Comment
Wrong way around
Over the Christmas holidays wind power generators in the United Kingdom were paid more than $1.5 million to unplug their turbines from the electricity grid. It seems a steady, stiff breeze blew off the North Sea for much of the time producing lots of power—but power it couldn’t use. The British, it turns out, haven’t yet figured out how to adjust their lives and economy to consume electricity around the vagaries of the wind.
Britain, like many other jurisdictions around the world including Ontario, have run ahead erecting an intermittent electricity generating capacity, lavishing public dollars upon developers and manufacturers without first solving the basic problem of electricity storage. Like dogs who chase cars—it seems they didn’t have a plan once they achieved their goal.
Electricity was little more than a natural curiosity for much of human history—only harnessed within the last 300 years—and only becoming an essential component of our daily lives in the last 150 years.
Still we haven’t yet learned how to store electricity in quantities that are meaningful to the grid that supplies our homes, businesses and industries. We must generate electricity the split second we need it. It is a precise and frankly amazing engineering and technological feat by which grid operators balance ever-changing demand with a moving array of generators.
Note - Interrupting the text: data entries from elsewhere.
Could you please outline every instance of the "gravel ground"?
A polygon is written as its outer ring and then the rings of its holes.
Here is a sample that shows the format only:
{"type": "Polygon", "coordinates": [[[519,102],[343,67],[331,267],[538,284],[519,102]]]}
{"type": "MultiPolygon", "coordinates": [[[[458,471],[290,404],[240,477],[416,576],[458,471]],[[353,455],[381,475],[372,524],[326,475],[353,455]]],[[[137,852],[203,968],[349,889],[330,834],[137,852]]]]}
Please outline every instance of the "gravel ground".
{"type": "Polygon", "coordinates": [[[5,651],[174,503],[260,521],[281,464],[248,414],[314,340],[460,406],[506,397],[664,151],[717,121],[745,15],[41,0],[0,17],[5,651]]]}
Like a symphony conductor, the grid operator draws upon a mix of energy sources, each with its own ability and idiosyncrasies. Together it works.
Intermittent energy sources, on the other hand, are like the drunken bassoon player who stumbles on stage and knocks over the entire wind section. The result is chaos.
It is not just the U.K. that is suffering a hangover from its indulgence in intermittent electricity generation. Every jurisdiction that has dabbled in wind and solar is trying to figure out how to store it. They understand this house of cards will come tumbling down once the costs are fully understood and taxpayers learn how little useful energy is actually produced this way.
Sweden uses Denmark’s wind energy to pump water up a hill and then captures it in hydro turbines on the way back down again. It is a terribly inefficient way to produce electricity. But that’s okay because Sweden earns cap and trade credits for taking Danish power— thus allowing it to export more North Sea crude oil and stay onside with the convoluted rules by which the Europeans delude themselves with green righteousness.
Portugal has experimented with arrays of massive flywheels—like those at Ameliasburgh museum—with little success. Others have tried compressed air.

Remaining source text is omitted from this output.